Assistant Professor and Milstein Faculty Fellow
Nicholas Mulder works on European and international history from the nineteenth century to the present. His research focuses on political, economic, and intellectual history, with particular attention to the era of the world wars between 1914 and 1945.
His first book, The Economic Weapon: The Rise of Sanctions as a Tool of Modern War, appeared in January 2022 with Yale University Press. It is a history of the interwar origins of economic sanctions, showing how they reconfigured international affairs by enabling distant coercion against civilian societies in peacetime. Based on wartime blockade practices, the instrument of sanctions offered a novel way to prevent war. It became embedded in the League of Nations and national state policy, and spurred new economic interventions, as well as anti-liberal bids for autarky. The book argues that sanctions were a potent but unstable and unpredictable political tool, one whose importance to the international crisis of the 1930s and 1940s is much greater than usually assumed.
His second project, The Age of Confiscation, is an international history of expropriation. The book focuses on the process of making and taking property within the great transformations of the 19th and 20th centuries, and examines how large-scale asset transfers have been a vital force in the political and economic history of capitalist democracies.

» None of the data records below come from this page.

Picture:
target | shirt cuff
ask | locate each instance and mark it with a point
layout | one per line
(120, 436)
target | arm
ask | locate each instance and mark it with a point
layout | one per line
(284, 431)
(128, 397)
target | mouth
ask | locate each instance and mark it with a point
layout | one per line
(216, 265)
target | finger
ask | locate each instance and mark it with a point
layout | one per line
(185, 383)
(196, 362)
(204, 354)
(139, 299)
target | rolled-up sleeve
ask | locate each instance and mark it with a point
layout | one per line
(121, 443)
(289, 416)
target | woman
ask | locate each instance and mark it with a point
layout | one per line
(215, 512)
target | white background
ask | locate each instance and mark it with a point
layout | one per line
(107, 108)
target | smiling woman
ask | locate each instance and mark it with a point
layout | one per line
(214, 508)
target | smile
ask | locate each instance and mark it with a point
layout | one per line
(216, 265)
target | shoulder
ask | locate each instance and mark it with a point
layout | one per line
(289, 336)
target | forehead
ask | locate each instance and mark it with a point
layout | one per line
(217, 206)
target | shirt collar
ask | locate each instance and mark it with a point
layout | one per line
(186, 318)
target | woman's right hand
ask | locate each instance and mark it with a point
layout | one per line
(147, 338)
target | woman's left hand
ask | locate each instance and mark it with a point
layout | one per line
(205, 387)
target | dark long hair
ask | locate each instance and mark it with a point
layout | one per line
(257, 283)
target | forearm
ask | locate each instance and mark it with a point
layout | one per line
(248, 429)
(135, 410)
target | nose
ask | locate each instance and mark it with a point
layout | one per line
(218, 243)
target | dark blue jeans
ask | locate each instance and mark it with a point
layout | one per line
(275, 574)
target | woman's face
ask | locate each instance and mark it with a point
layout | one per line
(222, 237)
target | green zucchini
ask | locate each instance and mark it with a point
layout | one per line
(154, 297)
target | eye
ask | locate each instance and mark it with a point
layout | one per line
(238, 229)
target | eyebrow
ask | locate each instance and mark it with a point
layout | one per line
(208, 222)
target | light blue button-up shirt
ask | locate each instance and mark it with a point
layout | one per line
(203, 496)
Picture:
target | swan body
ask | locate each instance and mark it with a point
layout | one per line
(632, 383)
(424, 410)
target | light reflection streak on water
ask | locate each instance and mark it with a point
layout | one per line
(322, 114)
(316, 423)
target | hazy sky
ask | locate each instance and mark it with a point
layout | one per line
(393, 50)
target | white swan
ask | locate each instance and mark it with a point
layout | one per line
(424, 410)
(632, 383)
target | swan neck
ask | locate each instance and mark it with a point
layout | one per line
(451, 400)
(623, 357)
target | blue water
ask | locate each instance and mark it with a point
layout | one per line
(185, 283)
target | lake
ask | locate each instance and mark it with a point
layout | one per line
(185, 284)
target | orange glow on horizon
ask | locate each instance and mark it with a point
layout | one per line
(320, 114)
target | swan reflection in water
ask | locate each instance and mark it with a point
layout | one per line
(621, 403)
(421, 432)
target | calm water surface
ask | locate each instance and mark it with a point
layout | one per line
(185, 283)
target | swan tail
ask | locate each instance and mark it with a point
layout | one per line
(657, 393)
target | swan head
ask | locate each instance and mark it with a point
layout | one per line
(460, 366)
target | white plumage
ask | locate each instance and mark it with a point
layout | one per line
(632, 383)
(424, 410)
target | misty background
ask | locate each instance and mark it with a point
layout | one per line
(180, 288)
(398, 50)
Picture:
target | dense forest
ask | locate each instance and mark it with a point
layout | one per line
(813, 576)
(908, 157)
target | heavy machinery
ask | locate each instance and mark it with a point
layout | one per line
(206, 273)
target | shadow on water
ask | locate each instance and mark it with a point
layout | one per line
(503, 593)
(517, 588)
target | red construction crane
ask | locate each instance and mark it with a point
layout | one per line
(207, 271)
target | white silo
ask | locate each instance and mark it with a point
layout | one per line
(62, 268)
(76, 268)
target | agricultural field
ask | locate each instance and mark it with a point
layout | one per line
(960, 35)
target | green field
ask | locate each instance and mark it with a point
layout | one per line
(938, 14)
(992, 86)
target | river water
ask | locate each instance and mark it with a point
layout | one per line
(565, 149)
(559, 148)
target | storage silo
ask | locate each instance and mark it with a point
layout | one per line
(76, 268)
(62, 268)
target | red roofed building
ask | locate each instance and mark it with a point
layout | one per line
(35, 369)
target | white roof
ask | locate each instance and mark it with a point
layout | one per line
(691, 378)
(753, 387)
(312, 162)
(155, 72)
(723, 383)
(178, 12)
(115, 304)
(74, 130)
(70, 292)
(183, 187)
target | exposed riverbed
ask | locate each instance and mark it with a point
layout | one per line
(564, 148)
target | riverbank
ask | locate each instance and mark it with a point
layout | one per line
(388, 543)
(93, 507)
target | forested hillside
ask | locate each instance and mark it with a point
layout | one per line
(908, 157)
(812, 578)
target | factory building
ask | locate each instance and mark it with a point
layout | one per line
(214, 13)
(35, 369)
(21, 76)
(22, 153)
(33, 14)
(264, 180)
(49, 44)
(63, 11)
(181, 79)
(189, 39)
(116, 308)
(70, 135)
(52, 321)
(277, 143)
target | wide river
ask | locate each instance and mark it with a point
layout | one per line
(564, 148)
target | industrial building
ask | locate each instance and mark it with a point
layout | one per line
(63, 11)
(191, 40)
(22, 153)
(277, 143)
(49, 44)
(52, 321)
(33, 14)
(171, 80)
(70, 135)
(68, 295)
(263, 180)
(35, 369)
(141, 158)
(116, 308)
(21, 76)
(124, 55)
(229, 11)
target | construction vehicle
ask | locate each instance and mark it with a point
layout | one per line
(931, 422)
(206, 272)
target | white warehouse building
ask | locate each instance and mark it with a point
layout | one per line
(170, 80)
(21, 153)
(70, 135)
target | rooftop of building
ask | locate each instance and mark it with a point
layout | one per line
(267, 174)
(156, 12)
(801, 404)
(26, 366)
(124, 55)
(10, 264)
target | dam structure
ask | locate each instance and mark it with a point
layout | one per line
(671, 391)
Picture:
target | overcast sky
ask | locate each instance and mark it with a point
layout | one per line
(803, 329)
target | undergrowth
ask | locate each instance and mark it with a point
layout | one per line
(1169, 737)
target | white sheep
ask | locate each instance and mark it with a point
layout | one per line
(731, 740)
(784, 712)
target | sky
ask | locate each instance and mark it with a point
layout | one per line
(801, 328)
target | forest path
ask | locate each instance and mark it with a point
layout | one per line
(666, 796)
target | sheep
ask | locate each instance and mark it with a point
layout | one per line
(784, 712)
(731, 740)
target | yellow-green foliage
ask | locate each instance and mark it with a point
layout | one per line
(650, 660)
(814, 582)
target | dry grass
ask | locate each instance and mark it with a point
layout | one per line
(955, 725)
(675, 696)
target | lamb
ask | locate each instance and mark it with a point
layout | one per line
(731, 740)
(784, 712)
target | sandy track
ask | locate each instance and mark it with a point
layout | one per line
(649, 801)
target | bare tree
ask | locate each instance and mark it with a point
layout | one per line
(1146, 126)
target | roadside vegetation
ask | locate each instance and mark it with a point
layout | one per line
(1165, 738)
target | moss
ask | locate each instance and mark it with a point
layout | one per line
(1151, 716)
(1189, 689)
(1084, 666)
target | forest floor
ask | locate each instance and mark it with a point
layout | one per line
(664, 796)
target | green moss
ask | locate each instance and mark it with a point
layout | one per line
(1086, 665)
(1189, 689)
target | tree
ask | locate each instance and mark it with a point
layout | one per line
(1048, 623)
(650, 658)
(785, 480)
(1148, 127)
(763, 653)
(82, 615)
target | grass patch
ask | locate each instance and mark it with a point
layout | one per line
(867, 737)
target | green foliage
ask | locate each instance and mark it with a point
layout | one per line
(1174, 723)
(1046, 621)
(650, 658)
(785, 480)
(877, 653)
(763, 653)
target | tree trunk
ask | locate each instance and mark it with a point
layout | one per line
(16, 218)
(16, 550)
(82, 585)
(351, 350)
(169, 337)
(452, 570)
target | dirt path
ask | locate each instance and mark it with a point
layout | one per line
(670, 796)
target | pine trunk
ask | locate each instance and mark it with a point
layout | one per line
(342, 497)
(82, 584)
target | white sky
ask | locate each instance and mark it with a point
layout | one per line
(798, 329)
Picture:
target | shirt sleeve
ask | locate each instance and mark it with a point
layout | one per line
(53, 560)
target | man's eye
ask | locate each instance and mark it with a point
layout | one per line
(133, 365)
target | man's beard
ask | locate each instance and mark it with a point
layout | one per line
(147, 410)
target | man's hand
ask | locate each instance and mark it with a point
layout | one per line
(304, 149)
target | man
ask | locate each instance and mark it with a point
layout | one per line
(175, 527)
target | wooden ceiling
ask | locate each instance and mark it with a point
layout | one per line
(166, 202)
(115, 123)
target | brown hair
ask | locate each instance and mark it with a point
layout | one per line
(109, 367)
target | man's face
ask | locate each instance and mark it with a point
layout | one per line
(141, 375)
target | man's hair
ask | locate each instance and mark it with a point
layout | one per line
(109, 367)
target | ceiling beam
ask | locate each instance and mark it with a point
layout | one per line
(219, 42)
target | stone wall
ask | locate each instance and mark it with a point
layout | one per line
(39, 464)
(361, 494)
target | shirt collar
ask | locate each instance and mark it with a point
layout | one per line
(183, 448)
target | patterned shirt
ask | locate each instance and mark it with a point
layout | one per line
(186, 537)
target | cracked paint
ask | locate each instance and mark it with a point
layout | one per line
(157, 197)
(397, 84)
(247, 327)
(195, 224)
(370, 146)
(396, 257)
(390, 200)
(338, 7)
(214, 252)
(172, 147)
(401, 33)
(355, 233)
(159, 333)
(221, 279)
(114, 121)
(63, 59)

Mulder's other interests include the experience of small countries in the global condition, the history of political and economic thought, and philosophy of history.
Mulder has written about European history, politics, economics, and international affairs for The Economist, Financial Times, The Wall Street Journal, The Guardian, Foreign Affairs, Foreign Policy, n+1, New Left Review, The Nation, The New Statesman, Merkur, Dissent, H-Diplo, Het Financieel Dagblad, Le Grand Continent, Internazionale and other publications. Links to his articles, essays, and book reviews are available through his personal website.
- Political and economic history of modern Europe
- International history
- Historical political economy
- Economic sanctions
- Confiscation and property regimes
- History of war (especially WWI)
- Varieties of internationalism
- History of international law
The Economic Weapon: The Rise of Sanctions as a Tool of Modern War (New Haven & London: Yale University Press, 2022).
(With Boyd van Dijk), "Why Did Starvation Not Become the Paradigmatic War Crime in International Law?" in Kevin Jon Heller and Ingo Venzke, eds., Contingency in International Law: On the Possibility of Different Legal Histories (Oxford: Oxford University Press, 2021), pp. 370-390.
‘The Trading with the Enemy Acts in the Age of Expropriation, 1914-1949,’ Journal of Global History Vol. 15, No. 1 (March 2020).
‘‘A Retrograde Tendency’: The Expropriation of German Property in the Versailles Treaty,’ Journal of the History of International Law/Revue d'histoire du droit international Vol. 22, No. 1 (2020).
‘The Rise and Fall of Euro-American Inter-State War,’ Review of Oona Hathaway and Scott Shapiro, The Internationalists: How a Radical Plan to Outlaw War Changed the World (Simon & Schuster, 2017), Humanity, Vol. 10, No. 1 (Spring 2019).
‘War Finance,’ in Ute Daniel, Peter Gatrell, Oliver Janz, Heather Jones, Jennifer Keene, Alan Kramer, and Bill Nasson, eds., 1914-1918-online. International Encyclopedia of the First World War, Freie Universität Berlin (February 2018).